More often than not, motorists are billed on a per-minute basis, and that can add up if a vehicle is slow to charge, as I found out plugging in a Hyundai Kona EV to an EVgo charger in Ferndale, Michigan, earlier this year. After about 50 minutes, the battery crossover had gained only 80 extra miles of range on the 50 kW Level 3 system. The bill? Around $16, or 20 cents a mile. At the time, Michigan gas cost around $2.30 a gallon. A gasoline-fueled Kona, with mileage of 23 city and 28 highway, would have averaged less than 10 cents a mile.
While faster Level 3 chargers operated by Electrify America and other companies levy a higher fee when pumping out more current, the premium is modest, so it still works out to a lower final price.
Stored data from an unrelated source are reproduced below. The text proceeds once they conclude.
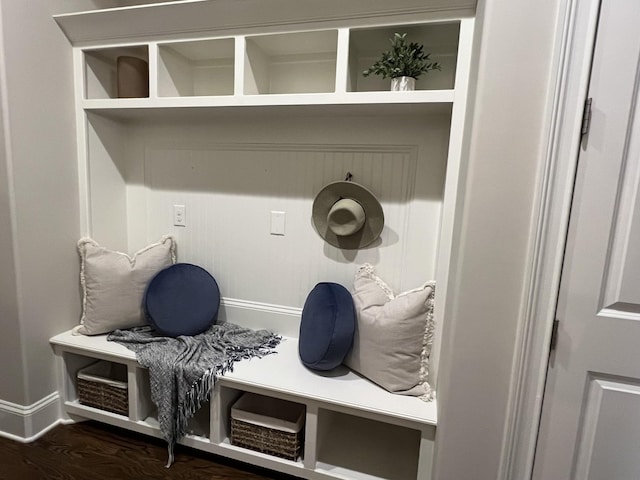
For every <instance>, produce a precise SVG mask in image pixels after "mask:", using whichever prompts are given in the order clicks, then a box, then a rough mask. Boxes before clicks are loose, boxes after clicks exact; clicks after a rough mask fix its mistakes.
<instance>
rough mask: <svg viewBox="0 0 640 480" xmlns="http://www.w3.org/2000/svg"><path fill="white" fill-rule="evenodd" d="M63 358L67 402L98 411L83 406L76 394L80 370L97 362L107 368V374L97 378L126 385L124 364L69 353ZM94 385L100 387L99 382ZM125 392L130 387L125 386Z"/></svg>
mask: <svg viewBox="0 0 640 480" xmlns="http://www.w3.org/2000/svg"><path fill="white" fill-rule="evenodd" d="M63 356H64V367H65V369H66V376H65V377H66V379H67V381H66V385H65V389H66V394H65V399H66V401H67V402H72V403H75V404H78V405H83V406H86V407H87V408H98V409H100V408H99V407H93V406H88V405H85V404H84V403H83V402H82V401H81V400H80V395H79V394H78V373H79V372H80V371H81V370H83V369H85V368H86V367H89V366H91V365H94V364H96V363H97V362H99V361H102V362H106V364H107V365H108V367H109V368H107V370H108V371H109V374H108V375H96V376H97V377H100V376H102V377H104V378H105V379H106V378H109V379H112V380H117V381H125V382H127V383H128V369H127V368H128V367H127V365H125V364H122V363H117V362H107V361H106V360H99V359H97V358H95V357H90V356H85V355H80V354H76V353H70V352H64V353H63ZM112 377H113V378H112ZM96 384H97V386H98V387H100V383H99V382H96ZM127 390H128V391H130V390H131V385H127ZM128 395H129V401H128V402H127V404H128V410H129V412H131V407H132V405H131V401H130V393H128ZM105 411H106V410H105ZM128 414H129V413H128ZM128 414H127V415H128Z"/></svg>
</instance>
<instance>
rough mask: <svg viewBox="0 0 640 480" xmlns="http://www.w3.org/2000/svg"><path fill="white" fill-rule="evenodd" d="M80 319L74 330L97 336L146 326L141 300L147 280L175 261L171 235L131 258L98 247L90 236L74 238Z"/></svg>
mask: <svg viewBox="0 0 640 480" xmlns="http://www.w3.org/2000/svg"><path fill="white" fill-rule="evenodd" d="M78 252H79V254H80V284H81V285H82V318H81V319H80V325H79V326H77V327H76V328H75V329H74V333H82V334H84V335H99V334H102V333H108V332H111V331H113V330H116V329H122V328H132V327H137V326H141V325H146V323H147V321H146V318H145V315H144V311H143V307H142V300H143V296H144V291H145V289H146V288H147V285H148V283H149V281H150V280H151V279H152V278H153V277H154V276H155V274H156V273H158V272H159V271H160V270H162V269H163V268H165V267H168V266H170V265H172V264H174V263H176V245H175V240H174V239H173V237H171V236H164V237H162V239H160V241H159V242H158V243H154V244H152V245H149V246H148V247H146V248H143V249H142V250H140V251H139V252H138V253H136V254H135V255H134V256H133V258H132V257H129V255H127V254H126V253H121V252H115V251H113V250H109V249H107V248H104V247H101V246H100V245H98V244H97V243H96V242H95V241H94V240H92V239H90V238H81V239H80V240H79V241H78Z"/></svg>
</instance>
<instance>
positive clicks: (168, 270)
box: [144, 263, 220, 337]
mask: <svg viewBox="0 0 640 480" xmlns="http://www.w3.org/2000/svg"><path fill="white" fill-rule="evenodd" d="M219 308H220V290H219V289H218V284H217V283H216V281H215V279H214V278H213V277H212V276H211V275H210V274H209V272H207V271H206V270H205V269H203V268H201V267H198V266H197V265H191V264H190V263H176V264H174V265H171V266H170V267H167V268H165V269H163V270H161V271H160V272H158V273H157V274H156V276H155V277H153V278H152V279H151V281H150V282H149V285H148V286H147V290H146V292H145V295H144V309H145V312H146V314H147V320H148V321H149V323H150V324H151V325H153V327H154V328H155V329H156V330H157V331H158V332H159V333H161V334H163V335H166V336H169V337H178V336H180V335H197V334H199V333H202V332H204V331H205V330H206V329H207V328H209V327H210V326H211V325H212V324H213V323H214V322H215V321H216V319H217V317H218V309H219Z"/></svg>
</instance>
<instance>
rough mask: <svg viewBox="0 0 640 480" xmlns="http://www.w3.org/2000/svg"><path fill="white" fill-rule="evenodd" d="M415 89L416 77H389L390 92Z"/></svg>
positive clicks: (415, 85)
mask: <svg viewBox="0 0 640 480" xmlns="http://www.w3.org/2000/svg"><path fill="white" fill-rule="evenodd" d="M415 89H416V79H415V78H413V77H396V78H392V79H391V91H392V92H409V91H411V90H415Z"/></svg>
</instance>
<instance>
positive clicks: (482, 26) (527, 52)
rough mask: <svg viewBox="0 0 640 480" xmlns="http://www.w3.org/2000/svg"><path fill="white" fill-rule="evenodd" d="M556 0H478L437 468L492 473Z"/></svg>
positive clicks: (539, 151)
mask: <svg viewBox="0 0 640 480" xmlns="http://www.w3.org/2000/svg"><path fill="white" fill-rule="evenodd" d="M563 3H564V2H563V1H561V0H558V1H553V2H531V1H526V0H517V1H510V2H501V1H497V0H484V1H483V0H481V1H480V2H479V4H478V23H479V25H480V29H481V30H480V31H479V32H477V33H478V38H477V43H476V45H477V47H478V51H477V52H476V53H477V55H476V61H477V65H476V73H477V81H475V82H474V81H472V85H475V90H476V91H475V100H474V102H473V111H472V128H471V131H470V133H471V137H470V144H469V154H468V170H467V178H466V182H465V184H464V187H463V189H464V192H465V198H464V207H463V215H462V218H461V223H460V225H459V228H460V230H459V235H458V236H457V243H458V244H457V246H456V248H455V252H456V254H457V267H456V268H455V270H454V279H455V284H454V286H453V287H452V289H451V290H449V292H450V294H451V297H450V298H449V300H450V301H451V309H449V310H448V311H449V312H450V314H451V318H449V319H447V323H446V325H445V327H444V328H445V332H444V337H443V339H444V342H443V346H442V351H443V357H442V359H441V364H440V371H439V384H438V387H439V388H438V399H439V403H438V406H439V408H440V412H439V418H438V429H437V452H436V469H437V475H436V478H437V479H438V480H464V479H474V480H485V479H486V480H493V479H496V478H498V472H499V468H500V460H501V455H502V448H503V445H502V441H503V435H504V430H505V425H506V421H507V420H508V418H507V415H508V413H507V412H508V398H509V392H510V383H511V375H512V362H513V358H514V353H515V351H514V348H515V344H516V338H517V334H518V323H519V321H520V320H521V315H522V311H523V305H524V300H525V295H524V294H525V292H524V290H525V287H526V282H527V279H528V274H529V268H530V265H529V262H530V256H531V252H530V249H531V246H532V245H531V243H532V240H533V235H532V234H533V231H534V230H533V220H534V218H535V216H536V202H537V197H538V195H539V192H538V190H539V187H540V186H539V185H538V183H537V182H538V179H539V177H540V174H541V167H542V164H543V162H544V159H545V149H546V142H547V132H548V124H547V122H548V121H549V116H550V113H551V110H550V105H551V99H552V96H553V87H554V81H555V80H554V79H553V78H552V77H553V76H554V72H553V69H554V62H555V60H554V49H555V38H554V36H555V33H556V22H557V18H558V11H559V10H560V7H561V6H562V4H563ZM444 352H447V353H446V354H444Z"/></svg>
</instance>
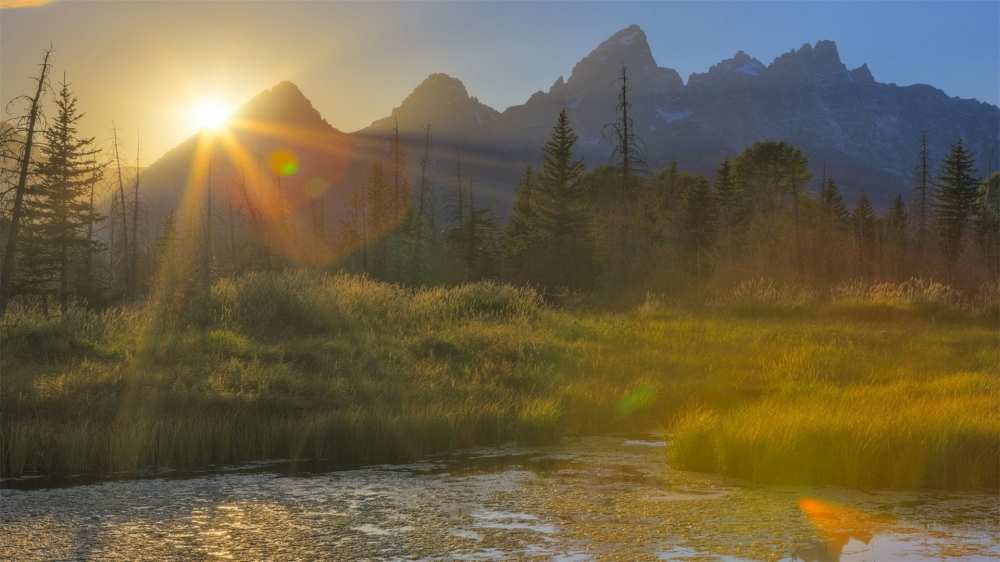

And that’s before factoring in the convenience of not having to wait around for an hour or so.
Electrify America is now dropping its prices by 20%, which should make running an electric car while having to use public charging stations more cost-competitive with a gasoline vehicle, said Jones.
Yet another step some charging companies are taking will let their systems talk to one another and, in the process, accept competitors’ subscribers without charging exorbitant hook-up fees.
Such steps will be critical to gaining acceptance for battery-electric vehicles, said Palazzo and Pasquale Romano, the CEO of ChargePoint.